Amerikan balls & friends by Tim Loveday

Amerikan balls & friends by Tim Loveday

Amerikan balls

My father talks to me

about the cars.

The great tragedy of his life. The

things that kept him back. The cars he didn’t own.

Is yet to own.

He’s a deadman, hungermoney.

He’s talking like I get these cars.

Like I know the names. The brands. The models.

Like the engines are notches in a belt

that’s spread bald eagle across my arse.

He calls these cars my inheritance.

It’s all he wants to talk about.

S

I ask him:

do you remember playing catch?

Frigid heat.

A tangle of clouds.

Our fists feeding leather beaks. A baseball sails through the air. Moribund eclipse.

Downward arching ecstasy. A stolen whoosh. A planet forms inside my fist.

The sound of one hand clapping?

It isn’t calm. Hardly. It’s leather whack.

Cold shrill and home.

I heard Amerika is aching.

S

I had this idea about Amerika. I suppose.

Of fathers. Of the people

this is becoming.

A penchant for Christmas films. Air Bud.

Animals up to extraordinary things.

Spirits teaching elaborate lessons.

Small children squat on fathers' knees.

Whole houses boobytraps.

S

One Christmas he bought me that baseball glove. The wrapping was shot, an ugly mess.

Resembled, in ways, a giant clam. He’d never wrapped a thing before. I’d guess. Now, this

papery bivalve mollusk tattooed with tiny, smiling Santas.

My hands were cautious, of course.

His smile, a crack outside the park.

I thought he wished to kill me.

Give a man a clam.

All the shellfish are against me.

S

Christmas was my father at the head of the table. A knuckle of crackling. An egg-like cup of

ginger beer. Gravy-spots quiver on leather lips.

Points of fork at point of head.

“You can marry anyone son,

just as long as she is rich.”

S

My father, Henry Ford.

S

We never had prawns.

UnAustralian.

My body’s natural radicalism.

In that 40+ heat with roasting pork.

Outside it could be snowing.

S

It’s the only time he got talking. Of anything other than cars.

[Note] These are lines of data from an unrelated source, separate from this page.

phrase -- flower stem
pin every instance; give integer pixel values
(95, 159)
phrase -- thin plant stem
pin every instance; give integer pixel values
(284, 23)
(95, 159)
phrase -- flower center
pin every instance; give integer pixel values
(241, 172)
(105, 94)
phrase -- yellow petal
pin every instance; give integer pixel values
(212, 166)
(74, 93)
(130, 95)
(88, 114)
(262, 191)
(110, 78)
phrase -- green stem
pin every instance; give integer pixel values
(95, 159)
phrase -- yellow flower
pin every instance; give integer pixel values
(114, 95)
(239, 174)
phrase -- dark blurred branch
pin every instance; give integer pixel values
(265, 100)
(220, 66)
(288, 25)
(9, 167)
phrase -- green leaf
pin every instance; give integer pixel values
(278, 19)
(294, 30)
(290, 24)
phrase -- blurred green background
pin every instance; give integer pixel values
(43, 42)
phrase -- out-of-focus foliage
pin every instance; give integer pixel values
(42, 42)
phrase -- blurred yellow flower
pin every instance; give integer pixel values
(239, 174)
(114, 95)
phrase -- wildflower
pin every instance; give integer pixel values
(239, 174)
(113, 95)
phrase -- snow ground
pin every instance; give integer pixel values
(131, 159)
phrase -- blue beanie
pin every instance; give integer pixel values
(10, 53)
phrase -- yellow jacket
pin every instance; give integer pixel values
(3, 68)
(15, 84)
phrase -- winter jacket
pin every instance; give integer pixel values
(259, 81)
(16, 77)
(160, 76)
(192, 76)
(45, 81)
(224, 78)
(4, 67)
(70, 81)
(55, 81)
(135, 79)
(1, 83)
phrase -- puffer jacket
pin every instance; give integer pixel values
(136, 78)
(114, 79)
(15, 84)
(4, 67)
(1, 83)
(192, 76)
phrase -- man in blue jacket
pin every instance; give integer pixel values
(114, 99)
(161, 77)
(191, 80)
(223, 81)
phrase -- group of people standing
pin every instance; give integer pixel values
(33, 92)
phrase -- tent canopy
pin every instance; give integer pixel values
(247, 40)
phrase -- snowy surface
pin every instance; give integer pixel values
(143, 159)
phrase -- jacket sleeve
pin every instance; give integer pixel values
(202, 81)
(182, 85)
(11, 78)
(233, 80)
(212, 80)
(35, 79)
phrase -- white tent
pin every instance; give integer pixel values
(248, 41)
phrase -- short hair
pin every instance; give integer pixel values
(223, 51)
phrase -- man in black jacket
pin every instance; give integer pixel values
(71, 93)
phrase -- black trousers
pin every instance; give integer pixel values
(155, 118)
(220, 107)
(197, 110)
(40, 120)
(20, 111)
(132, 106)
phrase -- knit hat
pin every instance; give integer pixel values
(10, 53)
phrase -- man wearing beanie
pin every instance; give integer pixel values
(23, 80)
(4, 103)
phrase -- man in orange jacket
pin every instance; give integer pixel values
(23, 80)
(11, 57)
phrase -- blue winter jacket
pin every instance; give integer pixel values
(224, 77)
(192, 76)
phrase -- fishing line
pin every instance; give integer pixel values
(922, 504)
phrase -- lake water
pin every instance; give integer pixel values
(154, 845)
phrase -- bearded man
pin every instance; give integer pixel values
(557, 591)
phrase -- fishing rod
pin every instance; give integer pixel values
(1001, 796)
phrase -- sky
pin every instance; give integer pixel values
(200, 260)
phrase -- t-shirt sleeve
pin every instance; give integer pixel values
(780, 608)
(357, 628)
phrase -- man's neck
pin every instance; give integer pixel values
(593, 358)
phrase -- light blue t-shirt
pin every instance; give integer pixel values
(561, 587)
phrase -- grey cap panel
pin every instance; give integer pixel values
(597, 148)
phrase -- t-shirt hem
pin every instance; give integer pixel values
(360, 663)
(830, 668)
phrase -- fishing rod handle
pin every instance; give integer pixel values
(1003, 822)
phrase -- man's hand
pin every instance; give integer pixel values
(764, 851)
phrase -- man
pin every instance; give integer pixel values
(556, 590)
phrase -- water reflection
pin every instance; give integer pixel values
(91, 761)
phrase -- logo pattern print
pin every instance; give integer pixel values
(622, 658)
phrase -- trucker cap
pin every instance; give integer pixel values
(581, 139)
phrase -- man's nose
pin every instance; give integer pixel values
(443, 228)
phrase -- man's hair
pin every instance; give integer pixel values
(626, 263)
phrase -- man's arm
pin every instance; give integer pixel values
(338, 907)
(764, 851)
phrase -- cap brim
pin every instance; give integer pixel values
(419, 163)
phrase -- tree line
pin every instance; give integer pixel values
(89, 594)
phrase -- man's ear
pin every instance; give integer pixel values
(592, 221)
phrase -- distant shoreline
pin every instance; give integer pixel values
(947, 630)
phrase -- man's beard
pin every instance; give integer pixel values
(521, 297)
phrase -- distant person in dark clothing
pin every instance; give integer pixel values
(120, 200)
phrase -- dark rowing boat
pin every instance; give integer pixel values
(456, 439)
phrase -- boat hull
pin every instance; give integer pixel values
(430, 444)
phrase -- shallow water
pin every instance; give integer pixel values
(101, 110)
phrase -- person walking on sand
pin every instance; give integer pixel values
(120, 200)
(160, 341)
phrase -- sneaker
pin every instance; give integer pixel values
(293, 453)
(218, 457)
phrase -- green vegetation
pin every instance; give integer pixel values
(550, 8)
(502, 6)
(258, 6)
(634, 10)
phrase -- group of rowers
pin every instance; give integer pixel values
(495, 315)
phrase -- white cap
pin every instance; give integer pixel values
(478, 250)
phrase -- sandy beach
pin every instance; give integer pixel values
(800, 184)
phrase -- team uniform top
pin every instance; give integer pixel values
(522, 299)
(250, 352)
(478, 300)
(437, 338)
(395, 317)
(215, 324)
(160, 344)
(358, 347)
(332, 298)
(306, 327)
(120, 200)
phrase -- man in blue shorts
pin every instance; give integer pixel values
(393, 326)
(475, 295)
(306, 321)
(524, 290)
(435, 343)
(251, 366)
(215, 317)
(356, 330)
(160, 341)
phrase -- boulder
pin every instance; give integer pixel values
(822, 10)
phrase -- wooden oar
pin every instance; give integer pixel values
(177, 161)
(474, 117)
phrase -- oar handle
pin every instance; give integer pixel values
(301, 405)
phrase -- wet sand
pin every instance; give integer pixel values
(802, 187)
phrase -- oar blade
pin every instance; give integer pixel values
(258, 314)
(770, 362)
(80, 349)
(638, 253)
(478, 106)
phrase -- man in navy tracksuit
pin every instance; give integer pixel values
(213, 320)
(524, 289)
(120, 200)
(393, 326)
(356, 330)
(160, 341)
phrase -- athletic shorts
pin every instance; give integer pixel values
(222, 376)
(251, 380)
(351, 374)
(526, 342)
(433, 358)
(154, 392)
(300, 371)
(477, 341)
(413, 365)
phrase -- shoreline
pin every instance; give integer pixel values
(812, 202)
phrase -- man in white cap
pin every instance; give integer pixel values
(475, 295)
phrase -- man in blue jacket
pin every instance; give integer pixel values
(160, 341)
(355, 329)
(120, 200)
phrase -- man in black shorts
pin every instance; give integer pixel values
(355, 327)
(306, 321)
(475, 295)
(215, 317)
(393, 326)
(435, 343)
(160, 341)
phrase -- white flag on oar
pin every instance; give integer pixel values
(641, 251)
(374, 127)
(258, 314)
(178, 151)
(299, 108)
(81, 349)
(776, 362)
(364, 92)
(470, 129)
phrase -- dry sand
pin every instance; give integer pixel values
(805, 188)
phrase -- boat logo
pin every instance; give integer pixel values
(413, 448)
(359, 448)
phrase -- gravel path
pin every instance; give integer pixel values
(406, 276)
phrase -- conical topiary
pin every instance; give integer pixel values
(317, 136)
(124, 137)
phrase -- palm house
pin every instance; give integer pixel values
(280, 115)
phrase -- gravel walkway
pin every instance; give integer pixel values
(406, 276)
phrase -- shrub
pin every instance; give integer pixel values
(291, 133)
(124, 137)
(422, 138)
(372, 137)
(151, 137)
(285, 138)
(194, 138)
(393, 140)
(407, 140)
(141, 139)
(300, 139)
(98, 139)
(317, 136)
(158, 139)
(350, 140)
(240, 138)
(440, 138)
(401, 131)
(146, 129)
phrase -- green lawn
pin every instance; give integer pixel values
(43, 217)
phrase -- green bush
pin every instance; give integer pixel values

Good food has a certain economy.

So too does my mother.

S

Beside the tree I held that glove. Felt it flutter like a stagnant heart. My eyes clenched

black with dreaming.

Look, these vices our hands become.

Thumb prints miss cartilage.

Even my mother was surprised.

How did he get it?

Amerika, you distant, familiar land.

S

That Christmas was unique.

He’d never bought a thing. Except the Telegraph.

Made a joke of the fact.

Not one foot in a grocery store. Coming on two decades now.

Shopping centres? Pffttt!

Women’s work. Easy shit.

He made the dough.

Let’s swing it.

S

One week

My mother was away.

Sick. Said holiday.

Or verging on divorce.

The frozen meals

That she had left. Reminders of her absence,

Thawed. Their plastic

Shells, car yard in sink.

S

He calls me up,

Says son, I need to shop. What do I do?

Smirked. Said. Pfftt! That’s easy shit.

S

Not so much.

I found him twenty minutes in.

He couldn’t locate the chocolate.

S

As a kid they called me Little Wiener.

I wasn’t the smallest, the weakest. On my street. I knew my way through the bush. My

billykart was boss. Most everybody liked me.

But there was a paunch

above my cock. Some remarked. Clandestine turtle.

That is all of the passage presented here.